If 5% of those vaccinated get infected with measles, that comes to roughly 48 cases of measles among the vaccinated.

If 50% of those not vaccinated get infected with measles, that comes to 25 cases of measles among the non-vaccinated.


48 is a larger number than 25, nearly by a factor of 2! So, non-vaccination wins! 


Except . . .


. . . 95% of those who received the vaccine avoided infection, while only 50% of those who did not receive the vaccine avoided infection.

. . . . rates of infection among the non-vaccinated are likely to be lower than they would otherwise be, since they are less likely to be exposed to the disease. Consider that 926 of their fellow citizens have not been infected (902 of the non-infected having been vaccinated) and so cannot pass it on to them.



(As it happens, the study, as cited by my interlocutor, seems to have little bearing on the validity or non-validity of the idea of herd immunity. At least, the idea of herd immunity seems perfectly consistent with these results.)

The numbers are made up, but the logic is inescapable: The mere fact that the majority of those infected with a disease in the circumstances described were vaccinated against it does not imply that vaccination is ineffective, only that it is not 100% effective . . . which we already knew.

Frankly, given the choice between a 5% chance of infection and a 50% chance of infection, I would take the 5%. 

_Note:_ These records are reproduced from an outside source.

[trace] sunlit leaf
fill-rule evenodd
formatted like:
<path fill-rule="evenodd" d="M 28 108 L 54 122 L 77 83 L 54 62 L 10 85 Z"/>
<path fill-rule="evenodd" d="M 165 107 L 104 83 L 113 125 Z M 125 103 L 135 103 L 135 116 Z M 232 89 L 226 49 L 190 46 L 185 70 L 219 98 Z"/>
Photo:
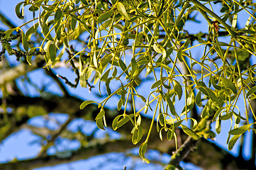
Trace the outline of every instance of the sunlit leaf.
<path fill-rule="evenodd" d="M 236 142 L 238 141 L 238 140 L 240 136 L 241 135 L 235 135 L 230 139 L 228 146 L 228 149 L 229 151 L 232 150 L 233 147 L 234 147 L 235 144 L 236 143 Z"/>
<path fill-rule="evenodd" d="M 199 140 L 200 139 L 200 137 L 199 135 L 196 135 L 196 133 L 195 133 L 194 132 L 193 132 L 193 130 L 191 130 L 191 129 L 189 129 L 188 127 L 181 125 L 182 128 L 183 130 L 183 131 L 188 135 L 189 136 L 192 137 L 195 140 Z"/>
<path fill-rule="evenodd" d="M 126 7 L 123 6 L 123 4 L 121 2 L 117 3 L 117 9 L 118 10 L 119 13 L 127 20 L 130 20 L 128 14 L 126 12 Z"/>
<path fill-rule="evenodd" d="M 241 134 L 245 132 L 246 131 L 247 131 L 252 125 L 252 123 L 250 123 L 248 125 L 245 125 L 237 128 L 235 129 L 231 130 L 230 131 L 228 132 L 228 133 L 230 135 L 241 135 Z"/>
<path fill-rule="evenodd" d="M 97 103 L 96 101 L 84 101 L 83 103 L 82 103 L 82 104 L 80 105 L 80 109 L 84 109 L 84 108 L 85 106 L 87 106 L 87 105 L 89 104 L 91 104 L 93 103 Z"/>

More than this, since there does seem to be some validity to the idea that vaccination reduces infection rates for the population as a whole, reducing the risks of epidemics or even pandemics, then it may well be a moral and civic obligation to get myself and my children vaccinated.


But then, I'm trying to be rational about risk. The fact is, people are likely to continue to see risks in all the wrong places, exaggerating risks posed by the medical establishment and the pharmaceutical industry while minimizing risks posed by the diseases themselves . . . a luxury we have only because of the widespread use of vaccines.

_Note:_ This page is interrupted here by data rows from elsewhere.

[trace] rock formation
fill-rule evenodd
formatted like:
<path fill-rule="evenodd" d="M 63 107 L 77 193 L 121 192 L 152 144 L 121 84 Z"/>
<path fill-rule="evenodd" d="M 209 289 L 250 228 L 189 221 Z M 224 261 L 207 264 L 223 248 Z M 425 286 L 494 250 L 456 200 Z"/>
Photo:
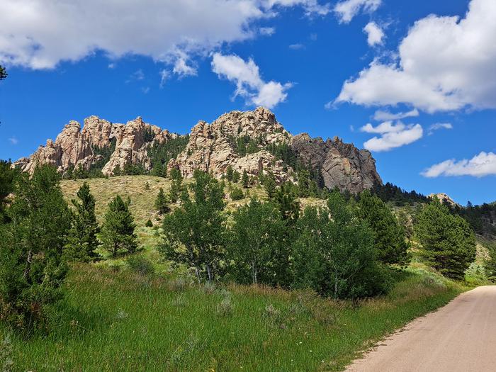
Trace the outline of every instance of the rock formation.
<path fill-rule="evenodd" d="M 454 207 L 455 205 L 458 205 L 458 204 L 453 201 L 449 195 L 447 193 L 431 193 L 427 196 L 427 197 L 431 198 L 437 198 L 437 199 L 442 203 L 442 204 L 446 204 L 448 205 L 450 205 L 451 207 Z"/>
<path fill-rule="evenodd" d="M 337 137 L 324 142 L 303 133 L 293 137 L 291 147 L 303 164 L 320 171 L 329 189 L 337 187 L 356 193 L 376 183 L 382 184 L 370 152 L 359 150 Z"/>
<path fill-rule="evenodd" d="M 69 122 L 55 142 L 49 140 L 45 146 L 15 165 L 29 172 L 36 164 L 50 164 L 63 172 L 79 165 L 89 169 L 96 162 L 105 162 L 101 171 L 106 175 L 112 175 L 117 167 L 123 169 L 130 164 L 150 170 L 153 166 L 148 156 L 150 145 L 176 137 L 141 118 L 124 125 L 90 116 L 85 119 L 82 130 L 79 123 Z M 101 154 L 105 149 L 106 158 Z M 285 162 L 281 151 L 291 152 L 293 160 Z M 359 150 L 337 137 L 324 141 L 306 133 L 292 136 L 274 113 L 262 107 L 225 113 L 211 123 L 199 121 L 191 129 L 186 147 L 167 167 L 179 169 L 186 178 L 192 177 L 195 169 L 220 177 L 230 167 L 252 176 L 270 173 L 278 181 L 294 181 L 297 176 L 292 166 L 296 161 L 320 174 L 329 189 L 337 187 L 354 193 L 382 183 L 368 151 Z"/>
<path fill-rule="evenodd" d="M 60 172 L 79 166 L 88 170 L 102 159 L 98 152 L 111 148 L 113 141 L 115 148 L 102 169 L 103 174 L 111 175 L 115 167 L 118 165 L 122 169 L 127 164 L 141 164 L 150 169 L 147 146 L 176 137 L 168 130 L 144 123 L 140 117 L 124 125 L 90 116 L 84 120 L 82 130 L 78 122 L 69 122 L 55 142 L 47 140 L 46 145 L 40 146 L 30 157 L 21 158 L 13 165 L 29 173 L 33 173 L 37 164 L 45 164 L 56 167 Z"/>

But then, as the NPR story has it: 
‎". . .more revelations about Wakefield aren't likely to make the fear of vaccines go away. But David Ropeik, is [sic] an instructor at Harvard, says something else eventually will. 'As more and more people get measles and kids die, which is happening around the world. Eventually the threat of the disease will come back and surmount our fear of the vaccine.'"

3 comments:

Anonymous said...

"mimizing risks. . . a luxury we have only because of the widespread use of vaccines. "

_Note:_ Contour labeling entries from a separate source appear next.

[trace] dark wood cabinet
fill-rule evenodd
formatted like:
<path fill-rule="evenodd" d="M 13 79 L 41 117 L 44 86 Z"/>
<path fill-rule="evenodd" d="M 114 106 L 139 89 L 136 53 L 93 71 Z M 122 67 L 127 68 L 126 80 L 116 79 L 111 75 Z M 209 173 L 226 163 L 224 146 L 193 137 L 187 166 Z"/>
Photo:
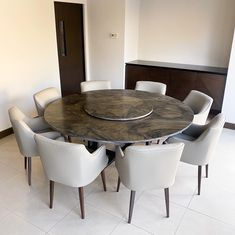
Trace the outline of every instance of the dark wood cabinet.
<path fill-rule="evenodd" d="M 156 81 L 167 85 L 166 94 L 184 100 L 191 90 L 201 91 L 214 101 L 212 113 L 222 109 L 227 68 L 135 60 L 126 64 L 127 89 L 137 81 Z"/>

That could not be more wrong. Data around the world INDISPUTABLY show that --before vaccines were introduced-- most infectious diseases were decreasing dramatically due to what we now call urban planning. I saw extensive data in graduate school. Consider the following: improved hygiene, better living conditions, better nutrition, public sanitation measures, clean drinking water, and improved access to medical care. Teh historical epidemiological evidence suggests a rather small role for the "widespread use of vaccines."

Bob Kirkman said...

It's hard to take seriously a comment that 1) offers no documentation, only anecdotal reports about what you once heard in school, and 2) is posted anonymously. Show some backbone.

Yes, the spread of many diseases can be limited by urban planning and modern sanitation, cholera perhaps chief among them. However, it's hard to see how this applies to measles, mumps, rubella, pertussis, and flu, which would benefit from higher concentrations of people in urban areas, perhaps especially in the ever-larger schools we've been building.

And what of smallpox? Polio?

Jeff said...

Sure, he offered no documentation and posted anonymously, but he did say "INDISPUTABLY" in all caps. So...check and mate!

To your original post: It is amazing how some can fail to see the difference between "total number infected" and "infection rate". When one group has "over 95%" of population, they're obviously likely to have a majority of, well, just about any subcategory. I suppose you could have replied that the vaccinated group also had the most geniuses, war heroes, etc. Not that this would have proved anything.

I don't suppose you succeeded in showing this person the error of his (her?) ways?